Rethinking the commitment balance between corporations, institutional investors, workers/consumers, and the government in Japan  
Ryohei Nakagawa (The University of Nagano)

Paper short abstract:

This paper provides insights on how the commitment balance in the six mutual relations between companies, institutional investors, workers/consumers, and government can be sustained in the long run and how the country should tackle some of the unbalanced relations.

Paper long abstract:

In the aftermath of the bubble economy of the late 1980s, corporations have been racing to streamline their balance sheets and to maximise their short-term profits in Japan. The fundamental problem was that this happened collectively, creating a fallacy of composition at the macro scale and sparking a vicious cycle of low growth and deflation. Such behaviours can be found not only in corporations but also among institutional investors.

Hypothesis in this paper is that commitment balance between the major constituents should be maintained for sustaining healthy corporate activities in Japan. The four major parties, namely corporations, institutional investors, workers/consumers, who are employed by corporations, and government, who collects tax from the rest of these three sectors, are considered as important constitutors in a modern society. The ideal optimal balance in this paper is defined as a condition that each party can maintain mutual interests with the rest of the three counterparts. As a measure to investigate the balances of interests, the following three factors are taken into consideration: information symmetry, willingness to engage, and sustainability of the relations. By organising the analysis in the matrix format, it provides insights on how the commitment balance in the six mutual relations between companies, institutional investors, consumers, and government can be sustained in the long run and how the country should tackle some of the unbalanced relations.

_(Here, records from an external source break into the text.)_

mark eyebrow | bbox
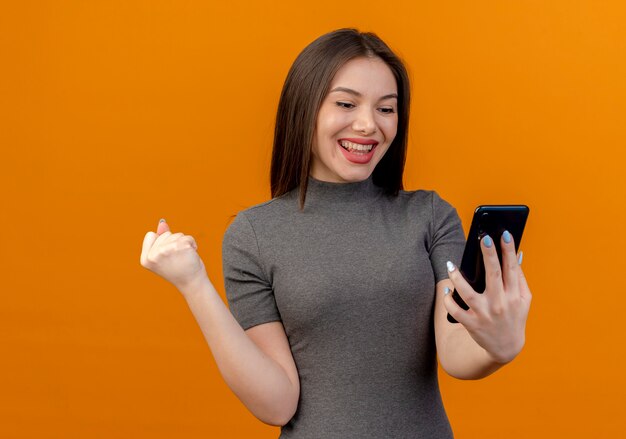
[329,86,398,101]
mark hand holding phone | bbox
[447,205,529,324]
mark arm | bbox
[182,276,299,426]
[141,219,299,425]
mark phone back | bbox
[447,205,529,323]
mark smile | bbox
[337,139,379,164]
[338,140,378,153]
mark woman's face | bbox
[310,56,398,183]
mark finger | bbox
[446,261,484,313]
[177,236,198,252]
[500,230,520,293]
[162,232,185,245]
[157,218,170,235]
[140,231,158,266]
[443,286,474,326]
[152,230,173,249]
[182,235,198,250]
[517,263,533,303]
[481,234,504,296]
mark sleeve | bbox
[222,212,282,330]
[429,191,466,284]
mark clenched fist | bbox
[140,219,208,293]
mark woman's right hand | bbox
[140,219,208,293]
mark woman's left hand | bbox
[444,231,532,364]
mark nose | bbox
[351,107,377,135]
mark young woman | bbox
[140,28,532,438]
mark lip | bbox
[338,137,379,146]
[337,140,378,164]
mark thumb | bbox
[157,218,170,235]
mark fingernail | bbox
[518,251,523,265]
[483,235,493,248]
[503,230,512,243]
[159,218,166,223]
[446,261,456,272]
[444,287,451,295]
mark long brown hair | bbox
[270,28,411,211]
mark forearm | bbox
[179,276,298,425]
[437,325,508,380]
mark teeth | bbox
[339,140,375,151]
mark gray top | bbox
[222,174,465,438]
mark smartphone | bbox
[447,205,530,324]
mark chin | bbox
[336,167,374,182]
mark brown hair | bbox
[270,28,411,211]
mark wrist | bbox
[486,336,525,365]
[177,273,212,299]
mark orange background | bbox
[2,1,625,437]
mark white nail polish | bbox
[518,251,523,265]
[446,261,456,272]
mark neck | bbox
[298,173,382,208]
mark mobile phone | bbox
[447,205,530,324]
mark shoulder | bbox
[224,192,295,239]
[397,187,435,204]
[392,188,460,235]
[395,187,457,214]
[398,187,454,205]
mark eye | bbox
[336,101,355,109]
[379,107,396,114]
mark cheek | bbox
[381,117,399,141]
[318,111,348,137]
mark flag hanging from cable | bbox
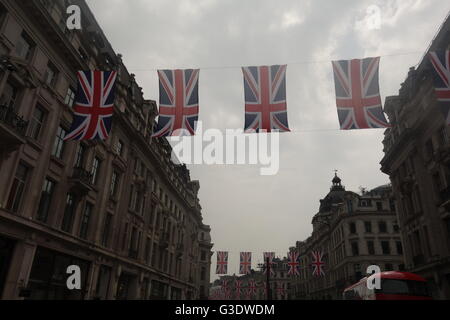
[332,57,390,129]
[65,70,117,141]
[262,252,275,276]
[242,65,290,133]
[239,252,252,275]
[153,69,200,137]
[216,251,228,274]
[429,50,450,125]
[287,251,300,276]
[311,251,325,276]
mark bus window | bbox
[376,279,430,297]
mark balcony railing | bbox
[72,167,93,185]
[0,105,29,137]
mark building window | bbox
[29,105,46,141]
[351,242,359,256]
[44,62,58,87]
[385,263,393,271]
[36,178,55,222]
[201,267,206,281]
[110,171,120,198]
[381,241,391,255]
[79,202,93,239]
[389,199,396,212]
[65,86,76,107]
[129,185,137,211]
[349,222,356,234]
[6,163,29,213]
[91,157,101,185]
[378,221,387,233]
[201,251,206,261]
[367,241,375,255]
[52,126,66,159]
[61,193,77,233]
[122,223,129,251]
[15,31,34,60]
[74,144,86,168]
[396,241,403,255]
[376,202,383,211]
[364,221,372,233]
[0,81,19,109]
[102,213,113,247]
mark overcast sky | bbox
[86,0,450,279]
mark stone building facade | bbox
[0,0,212,300]
[290,175,404,300]
[380,14,450,300]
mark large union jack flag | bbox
[239,252,252,275]
[242,65,290,133]
[262,252,275,276]
[65,71,117,141]
[311,251,325,276]
[332,57,389,129]
[216,251,228,274]
[153,69,199,137]
[429,50,450,125]
[287,251,300,276]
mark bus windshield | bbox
[375,279,430,297]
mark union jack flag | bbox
[235,280,244,297]
[262,252,275,276]
[221,280,230,299]
[429,50,450,125]
[65,71,117,141]
[311,251,325,276]
[332,57,389,129]
[247,279,258,298]
[239,252,252,275]
[216,251,228,274]
[276,283,286,297]
[287,251,300,276]
[242,65,290,132]
[153,69,199,137]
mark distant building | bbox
[0,0,212,300]
[291,174,404,299]
[380,14,450,299]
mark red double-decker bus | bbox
[343,271,432,300]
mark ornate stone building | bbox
[0,0,212,300]
[290,175,404,300]
[380,14,450,300]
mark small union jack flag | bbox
[242,65,290,133]
[247,279,258,298]
[287,251,300,276]
[65,71,117,141]
[239,252,252,275]
[262,252,275,276]
[216,251,228,274]
[276,283,286,297]
[153,69,199,137]
[429,50,450,125]
[311,251,325,276]
[235,280,244,297]
[332,57,390,129]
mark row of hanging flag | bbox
[64,51,450,141]
[210,279,288,300]
[216,251,325,277]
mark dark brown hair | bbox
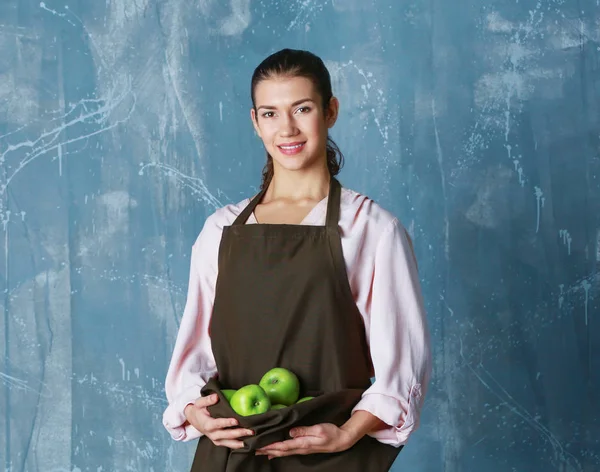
[250,48,345,191]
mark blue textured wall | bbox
[1,0,598,471]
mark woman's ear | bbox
[250,108,262,138]
[325,97,340,129]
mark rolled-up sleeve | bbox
[351,218,432,447]
[162,217,219,442]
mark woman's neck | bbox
[264,168,331,204]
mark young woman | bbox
[162,49,432,471]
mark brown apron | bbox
[191,177,403,471]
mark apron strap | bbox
[232,176,342,227]
[325,177,342,229]
[232,186,267,226]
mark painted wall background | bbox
[1,0,599,471]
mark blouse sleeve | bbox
[162,216,219,442]
[351,217,432,447]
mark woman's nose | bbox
[279,114,298,136]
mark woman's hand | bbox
[255,423,356,460]
[184,394,254,449]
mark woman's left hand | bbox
[255,423,357,460]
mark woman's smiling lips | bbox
[277,142,306,155]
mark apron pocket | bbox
[201,377,366,454]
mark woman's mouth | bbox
[277,142,306,155]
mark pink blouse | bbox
[162,186,432,448]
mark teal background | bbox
[1,0,598,470]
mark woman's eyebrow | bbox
[256,98,315,111]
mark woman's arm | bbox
[349,217,433,447]
[340,410,389,443]
[162,216,220,441]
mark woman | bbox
[162,48,432,471]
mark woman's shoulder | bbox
[339,186,415,265]
[203,197,252,228]
[186,199,252,271]
[340,186,403,234]
[194,196,252,241]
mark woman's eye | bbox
[297,106,311,113]
[262,111,274,118]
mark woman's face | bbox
[251,75,338,176]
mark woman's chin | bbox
[272,154,325,173]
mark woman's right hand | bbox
[184,393,255,449]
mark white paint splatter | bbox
[2,210,9,231]
[138,162,223,209]
[288,0,325,29]
[0,81,135,224]
[559,284,564,309]
[513,159,526,187]
[474,2,583,189]
[3,209,8,317]
[582,280,591,326]
[432,98,449,261]
[331,0,371,11]
[559,229,572,255]
[562,272,599,297]
[505,144,526,186]
[534,186,545,233]
[119,358,126,381]
[39,2,76,26]
[324,60,391,146]
[40,2,109,70]
[0,370,51,397]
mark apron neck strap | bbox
[232,176,342,227]
[325,177,341,229]
[233,184,267,225]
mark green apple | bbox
[296,396,314,403]
[259,367,300,406]
[229,384,271,416]
[221,389,237,403]
[270,404,287,410]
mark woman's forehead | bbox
[253,76,319,105]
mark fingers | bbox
[258,437,313,452]
[209,427,254,450]
[204,417,240,432]
[261,448,306,458]
[255,436,327,458]
[211,427,254,441]
[194,393,219,409]
[213,439,246,449]
[256,446,308,458]
[292,425,320,437]
[190,393,255,450]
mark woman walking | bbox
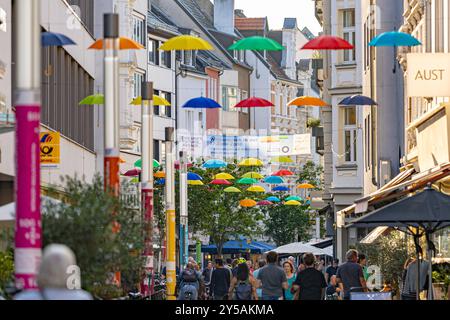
[283,261,296,300]
[228,262,258,300]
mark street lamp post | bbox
[13,0,42,291]
[179,151,188,269]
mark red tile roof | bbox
[235,17,266,31]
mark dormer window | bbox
[182,50,196,67]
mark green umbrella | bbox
[237,177,258,185]
[79,94,104,105]
[134,159,160,169]
[286,195,303,202]
[228,36,284,51]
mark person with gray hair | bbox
[14,244,92,300]
[335,249,367,300]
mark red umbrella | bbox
[257,200,274,206]
[210,179,232,185]
[234,97,274,108]
[301,35,353,50]
[272,169,294,176]
[123,168,141,177]
[174,160,193,170]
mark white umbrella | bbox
[270,242,328,256]
[0,196,62,224]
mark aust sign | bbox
[407,53,450,97]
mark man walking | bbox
[292,253,327,300]
[336,249,367,300]
[256,251,288,300]
[325,259,339,284]
[210,259,231,300]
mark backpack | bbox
[234,280,252,300]
[182,269,198,283]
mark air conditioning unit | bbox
[379,160,391,187]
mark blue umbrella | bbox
[264,176,285,184]
[155,179,165,185]
[272,186,290,192]
[266,196,281,203]
[339,95,377,106]
[369,31,421,47]
[187,172,203,181]
[202,159,227,169]
[42,32,76,47]
[182,97,222,109]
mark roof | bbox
[302,27,316,40]
[235,17,267,31]
[283,18,298,30]
[176,0,214,29]
[148,5,180,35]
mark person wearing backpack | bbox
[227,262,258,300]
[178,263,201,300]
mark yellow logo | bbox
[40,132,60,165]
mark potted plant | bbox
[432,262,450,300]
[307,118,323,137]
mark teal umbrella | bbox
[286,195,303,202]
[237,178,258,185]
[229,36,284,51]
[134,159,160,169]
[369,31,421,47]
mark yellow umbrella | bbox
[224,187,241,193]
[159,35,213,51]
[288,96,328,107]
[247,186,266,193]
[130,96,171,106]
[88,37,145,50]
[154,171,166,178]
[271,156,293,163]
[285,200,301,206]
[241,172,264,179]
[238,158,264,167]
[297,183,315,189]
[214,173,235,180]
[240,199,257,208]
[188,180,204,186]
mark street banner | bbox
[39,131,60,167]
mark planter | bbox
[433,282,449,300]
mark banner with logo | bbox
[40,131,60,167]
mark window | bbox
[343,107,357,163]
[154,89,160,116]
[133,72,145,98]
[182,50,196,67]
[342,9,356,62]
[132,15,146,46]
[365,114,371,170]
[161,50,172,69]
[240,90,248,114]
[233,49,245,63]
[153,139,160,162]
[435,0,444,52]
[159,91,172,118]
[148,39,159,64]
[222,86,238,111]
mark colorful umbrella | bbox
[123,168,140,177]
[130,178,139,184]
[175,161,193,170]
[182,97,222,109]
[272,186,290,192]
[241,172,264,179]
[134,159,160,169]
[119,157,126,164]
[285,200,301,206]
[339,95,377,106]
[238,158,264,167]
[240,199,257,208]
[247,186,266,193]
[287,96,328,107]
[264,176,285,184]
[203,159,227,169]
[158,35,213,51]
[214,173,235,180]
[188,180,204,186]
[286,196,303,202]
[88,37,145,50]
[369,31,421,47]
[270,156,294,163]
[234,97,274,108]
[130,96,171,106]
[224,187,241,193]
[154,171,166,179]
[272,169,294,176]
[228,36,284,51]
[210,179,232,185]
[301,35,353,50]
[237,178,258,185]
[187,172,203,181]
[79,94,104,105]
[297,183,315,189]
[42,32,76,47]
[155,179,165,185]
[257,200,274,206]
[266,196,281,203]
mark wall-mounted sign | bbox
[407,53,450,97]
[40,131,60,167]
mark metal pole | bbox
[13,0,41,291]
[179,151,188,269]
[165,127,177,300]
[141,82,154,297]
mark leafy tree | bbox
[0,249,14,298]
[297,160,323,190]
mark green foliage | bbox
[42,175,145,299]
[307,118,321,128]
[432,262,450,299]
[0,249,14,297]
[297,160,323,190]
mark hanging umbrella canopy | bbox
[210,179,232,186]
[130,95,171,106]
[224,187,241,193]
[182,97,222,109]
[228,36,284,51]
[266,196,281,203]
[369,31,422,47]
[214,173,235,180]
[159,35,213,51]
[234,97,274,108]
[241,172,264,179]
[271,242,329,255]
[286,196,303,202]
[285,200,301,206]
[257,200,274,206]
[175,161,193,170]
[154,171,166,178]
[297,183,315,189]
[88,37,145,50]
[301,35,353,50]
[238,158,264,167]
[264,176,285,184]
[134,159,160,169]
[187,172,203,181]
[203,159,227,169]
[240,199,257,208]
[247,186,266,193]
[188,180,204,186]
[155,179,165,186]
[272,186,290,192]
[270,156,294,164]
[339,95,378,106]
[237,177,258,185]
[130,178,139,184]
[79,94,104,105]
[42,32,76,47]
[123,168,140,177]
[287,96,328,107]
[272,169,294,176]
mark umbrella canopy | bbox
[301,35,353,50]
[285,200,301,206]
[202,239,274,254]
[188,180,204,186]
[272,186,290,192]
[247,186,266,193]
[240,199,257,208]
[339,95,378,106]
[266,196,281,203]
[224,187,241,193]
[210,179,232,186]
[155,179,165,185]
[287,96,328,107]
[182,97,222,109]
[159,35,213,51]
[79,94,104,105]
[88,37,145,50]
[264,176,285,184]
[234,97,274,108]
[228,36,284,51]
[271,242,329,255]
[130,95,171,106]
[214,173,235,180]
[241,172,264,179]
[154,171,166,178]
[257,200,274,206]
[134,159,160,169]
[270,156,293,163]
[369,31,422,47]
[286,196,303,202]
[203,159,227,169]
[187,172,203,181]
[272,169,294,176]
[123,168,140,177]
[174,161,193,170]
[237,178,258,185]
[297,183,315,189]
[238,158,264,167]
[42,32,76,47]
[130,178,139,184]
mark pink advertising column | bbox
[13,0,42,290]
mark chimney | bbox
[214,0,235,35]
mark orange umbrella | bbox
[288,96,328,107]
[297,183,315,189]
[154,171,166,178]
[88,37,145,50]
[240,199,257,208]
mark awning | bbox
[201,239,275,254]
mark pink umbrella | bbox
[123,168,141,177]
[257,200,274,206]
[234,97,274,108]
[210,179,232,185]
[175,160,193,170]
[301,35,353,50]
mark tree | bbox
[297,160,323,190]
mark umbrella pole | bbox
[413,234,421,300]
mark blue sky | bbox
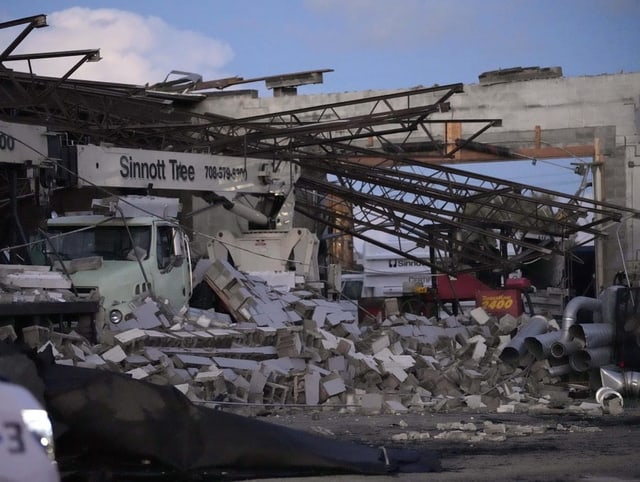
[1,0,638,92]
[0,0,636,193]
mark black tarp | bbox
[0,341,441,479]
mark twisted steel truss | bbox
[0,13,637,275]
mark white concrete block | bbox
[327,355,346,373]
[472,340,487,361]
[249,369,268,394]
[114,328,147,345]
[101,345,127,363]
[126,368,149,380]
[498,313,519,334]
[195,368,224,382]
[470,307,490,325]
[464,395,487,409]
[497,403,516,413]
[385,400,409,412]
[371,334,390,354]
[84,353,106,366]
[322,376,346,397]
[304,371,321,405]
[174,354,213,367]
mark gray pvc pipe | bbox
[560,296,602,339]
[595,387,624,408]
[569,346,612,372]
[550,339,582,358]
[499,315,549,365]
[524,331,562,361]
[551,296,604,358]
[568,323,614,349]
[548,361,573,377]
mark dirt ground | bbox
[237,404,640,482]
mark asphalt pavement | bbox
[240,406,640,482]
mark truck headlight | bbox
[109,309,123,324]
[22,408,56,462]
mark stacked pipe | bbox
[499,315,549,365]
[501,286,625,376]
[567,323,614,372]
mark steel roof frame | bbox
[0,13,638,275]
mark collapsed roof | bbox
[0,14,638,275]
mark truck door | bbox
[152,224,191,310]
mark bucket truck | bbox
[36,143,319,332]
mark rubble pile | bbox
[0,260,611,414]
[0,265,73,302]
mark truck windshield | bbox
[46,226,151,261]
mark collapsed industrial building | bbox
[1,12,640,481]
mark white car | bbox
[0,380,60,482]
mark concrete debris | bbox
[391,431,431,442]
[469,307,490,325]
[0,325,18,344]
[10,259,616,414]
[0,264,72,289]
[388,419,604,445]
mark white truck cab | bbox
[44,196,192,330]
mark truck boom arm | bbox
[74,144,299,228]
[75,144,298,197]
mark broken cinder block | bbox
[0,324,17,342]
[22,325,50,349]
[469,307,490,325]
[101,345,127,364]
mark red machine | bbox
[436,273,533,317]
[344,272,534,322]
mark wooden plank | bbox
[204,267,245,322]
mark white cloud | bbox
[1,7,234,85]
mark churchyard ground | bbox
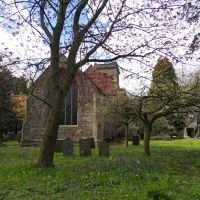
[1,139,200,200]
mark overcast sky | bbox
[0,0,199,93]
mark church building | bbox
[21,62,120,145]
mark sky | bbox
[0,0,199,93]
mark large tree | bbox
[1,1,198,166]
[0,0,177,167]
[130,57,200,156]
[141,57,179,156]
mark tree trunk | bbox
[36,39,77,166]
[37,88,64,168]
[125,124,129,147]
[143,121,152,156]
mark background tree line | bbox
[0,67,27,143]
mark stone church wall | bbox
[22,71,103,145]
[22,62,119,145]
[22,73,47,145]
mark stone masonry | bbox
[22,62,120,145]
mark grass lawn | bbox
[1,139,200,200]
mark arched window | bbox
[59,81,78,125]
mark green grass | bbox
[1,139,200,200]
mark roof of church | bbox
[84,65,117,95]
[93,62,120,74]
[37,63,118,96]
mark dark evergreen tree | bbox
[150,57,186,137]
[141,57,180,156]
[150,57,179,101]
[0,68,13,142]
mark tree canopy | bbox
[150,57,178,96]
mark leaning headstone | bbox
[55,139,63,153]
[63,137,74,156]
[79,139,92,156]
[90,138,95,149]
[132,135,140,146]
[99,141,110,157]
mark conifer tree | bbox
[150,57,179,107]
[140,57,180,156]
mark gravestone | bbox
[79,139,92,156]
[177,131,184,139]
[99,141,110,157]
[63,137,74,156]
[132,135,140,146]
[90,138,95,149]
[17,131,22,143]
[55,139,63,153]
[162,135,171,140]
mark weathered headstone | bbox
[99,141,110,157]
[162,134,171,140]
[63,137,74,156]
[132,135,140,146]
[79,139,92,156]
[177,131,184,139]
[17,131,22,143]
[55,139,63,153]
[90,138,95,149]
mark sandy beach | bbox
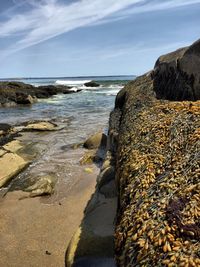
[0,164,98,267]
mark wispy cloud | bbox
[119,0,200,16]
[94,0,200,26]
[0,0,200,57]
[0,0,141,57]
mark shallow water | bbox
[0,76,134,198]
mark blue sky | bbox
[0,0,200,78]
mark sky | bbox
[0,0,200,78]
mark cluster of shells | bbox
[115,99,200,266]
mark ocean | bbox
[0,75,134,132]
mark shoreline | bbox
[0,125,106,266]
[0,166,98,267]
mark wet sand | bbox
[0,163,98,267]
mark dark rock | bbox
[97,166,115,189]
[0,81,80,106]
[0,123,14,146]
[71,257,116,267]
[152,38,200,101]
[15,93,37,104]
[99,180,117,198]
[0,123,12,133]
[84,81,100,87]
[0,81,35,106]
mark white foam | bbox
[55,80,91,86]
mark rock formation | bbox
[152,38,200,100]
[112,39,200,266]
[0,81,79,107]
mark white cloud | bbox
[0,0,200,57]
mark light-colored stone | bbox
[25,121,57,131]
[101,159,112,171]
[26,175,56,197]
[84,168,93,174]
[3,140,23,153]
[66,227,82,267]
[0,149,6,157]
[0,152,28,187]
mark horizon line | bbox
[0,74,136,80]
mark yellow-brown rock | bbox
[83,132,107,149]
[24,121,57,131]
[113,39,200,267]
[0,152,28,187]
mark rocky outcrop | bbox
[152,38,200,100]
[0,120,61,189]
[0,81,80,107]
[84,81,100,87]
[111,39,200,266]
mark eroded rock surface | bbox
[152,39,200,100]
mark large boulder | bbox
[152,39,200,100]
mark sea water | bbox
[0,76,134,195]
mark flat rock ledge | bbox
[0,120,60,189]
[0,152,28,188]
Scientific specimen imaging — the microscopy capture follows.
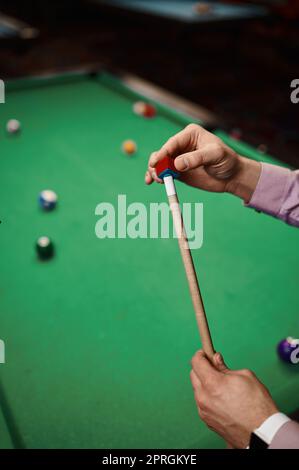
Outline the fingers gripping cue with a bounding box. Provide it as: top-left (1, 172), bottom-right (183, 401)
top-left (156, 156), bottom-right (215, 360)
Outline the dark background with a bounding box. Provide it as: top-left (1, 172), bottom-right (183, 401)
top-left (0, 0), bottom-right (298, 165)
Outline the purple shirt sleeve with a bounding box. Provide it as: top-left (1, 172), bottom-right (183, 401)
top-left (246, 162), bottom-right (299, 227)
top-left (269, 420), bottom-right (299, 449)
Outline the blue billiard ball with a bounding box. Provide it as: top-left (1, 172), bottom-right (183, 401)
top-left (38, 190), bottom-right (58, 211)
top-left (277, 337), bottom-right (299, 364)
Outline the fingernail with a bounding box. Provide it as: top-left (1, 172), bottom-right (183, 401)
top-left (216, 353), bottom-right (223, 364)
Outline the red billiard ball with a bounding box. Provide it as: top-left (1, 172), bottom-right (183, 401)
top-left (257, 144), bottom-right (268, 154)
top-left (229, 128), bottom-right (242, 141)
top-left (143, 103), bottom-right (156, 118)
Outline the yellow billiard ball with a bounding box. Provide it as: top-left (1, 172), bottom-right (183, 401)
top-left (122, 139), bottom-right (137, 155)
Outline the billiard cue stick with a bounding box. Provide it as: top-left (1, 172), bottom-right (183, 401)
top-left (163, 175), bottom-right (215, 360)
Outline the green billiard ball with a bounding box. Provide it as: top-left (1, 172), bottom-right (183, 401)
top-left (36, 236), bottom-right (54, 260)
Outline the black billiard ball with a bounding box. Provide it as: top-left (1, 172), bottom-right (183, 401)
top-left (277, 337), bottom-right (299, 364)
top-left (36, 236), bottom-right (54, 260)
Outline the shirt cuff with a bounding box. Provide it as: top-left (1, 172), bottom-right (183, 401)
top-left (254, 413), bottom-right (291, 445)
top-left (246, 162), bottom-right (291, 217)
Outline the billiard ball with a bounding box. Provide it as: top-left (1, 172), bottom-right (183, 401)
top-left (133, 101), bottom-right (146, 116)
top-left (122, 140), bottom-right (137, 155)
top-left (38, 189), bottom-right (58, 211)
top-left (277, 337), bottom-right (299, 364)
top-left (133, 101), bottom-right (156, 118)
top-left (143, 103), bottom-right (156, 118)
top-left (257, 144), bottom-right (268, 154)
top-left (36, 236), bottom-right (54, 260)
top-left (194, 2), bottom-right (212, 15)
top-left (6, 119), bottom-right (21, 134)
top-left (229, 128), bottom-right (242, 141)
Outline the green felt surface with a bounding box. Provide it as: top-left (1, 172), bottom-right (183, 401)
top-left (0, 403), bottom-right (13, 449)
top-left (0, 72), bottom-right (298, 449)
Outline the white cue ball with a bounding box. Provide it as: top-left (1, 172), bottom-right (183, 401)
top-left (133, 101), bottom-right (146, 116)
top-left (6, 119), bottom-right (21, 134)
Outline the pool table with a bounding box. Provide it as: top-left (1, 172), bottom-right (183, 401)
top-left (0, 69), bottom-right (298, 449)
top-left (94, 0), bottom-right (268, 24)
top-left (0, 13), bottom-right (37, 40)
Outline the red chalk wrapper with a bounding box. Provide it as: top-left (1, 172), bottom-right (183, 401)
top-left (155, 155), bottom-right (180, 180)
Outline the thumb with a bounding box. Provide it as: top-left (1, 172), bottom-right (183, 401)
top-left (191, 350), bottom-right (219, 386)
top-left (212, 352), bottom-right (230, 373)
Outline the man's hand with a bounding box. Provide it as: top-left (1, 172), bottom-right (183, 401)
top-left (190, 350), bottom-right (278, 448)
top-left (145, 124), bottom-right (261, 203)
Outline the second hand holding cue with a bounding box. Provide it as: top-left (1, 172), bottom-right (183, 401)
top-left (156, 156), bottom-right (215, 360)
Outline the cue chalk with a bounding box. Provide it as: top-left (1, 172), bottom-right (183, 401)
top-left (157, 157), bottom-right (215, 360)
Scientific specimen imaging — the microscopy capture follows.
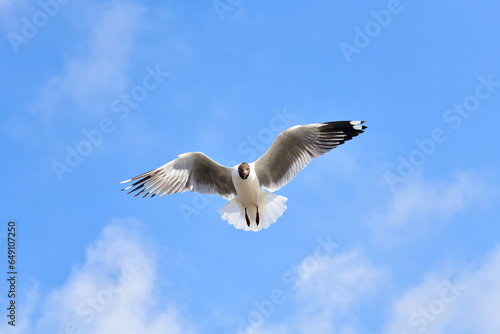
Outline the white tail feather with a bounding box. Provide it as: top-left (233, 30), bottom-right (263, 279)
top-left (218, 193), bottom-right (288, 231)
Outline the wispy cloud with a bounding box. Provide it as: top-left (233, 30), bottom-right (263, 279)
top-left (371, 170), bottom-right (496, 245)
top-left (387, 171), bottom-right (489, 225)
top-left (5, 218), bottom-right (500, 334)
top-left (35, 1), bottom-right (145, 120)
top-left (256, 250), bottom-right (386, 334)
top-left (2, 0), bottom-right (146, 146)
top-left (0, 0), bottom-right (15, 9)
top-left (7, 219), bottom-right (196, 334)
top-left (383, 245), bottom-right (500, 334)
top-left (252, 244), bottom-right (500, 334)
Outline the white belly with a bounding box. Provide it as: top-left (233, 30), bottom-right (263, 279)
top-left (231, 165), bottom-right (261, 207)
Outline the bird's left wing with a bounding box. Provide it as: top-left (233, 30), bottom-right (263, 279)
top-left (254, 121), bottom-right (366, 192)
top-left (119, 152), bottom-right (236, 199)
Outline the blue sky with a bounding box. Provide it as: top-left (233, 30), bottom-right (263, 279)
top-left (1, 0), bottom-right (500, 333)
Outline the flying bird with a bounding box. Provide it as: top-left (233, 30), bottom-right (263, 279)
top-left (119, 121), bottom-right (366, 231)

As for methodology, it relies mostly on literature reviews on company-investor relations and multi stakeholder approach, as well as analyses on recent policy measures in the related field, such as releasing integrated corporate information, the governance and stewardship codes, and institutionalising companies' integrated reports.

This paper attempts to sum up and find remaining issues from the results in the author's recent analyses on fallacy of composition of corporate activities, integrated reports, stewardship codes, and employer-employee relations.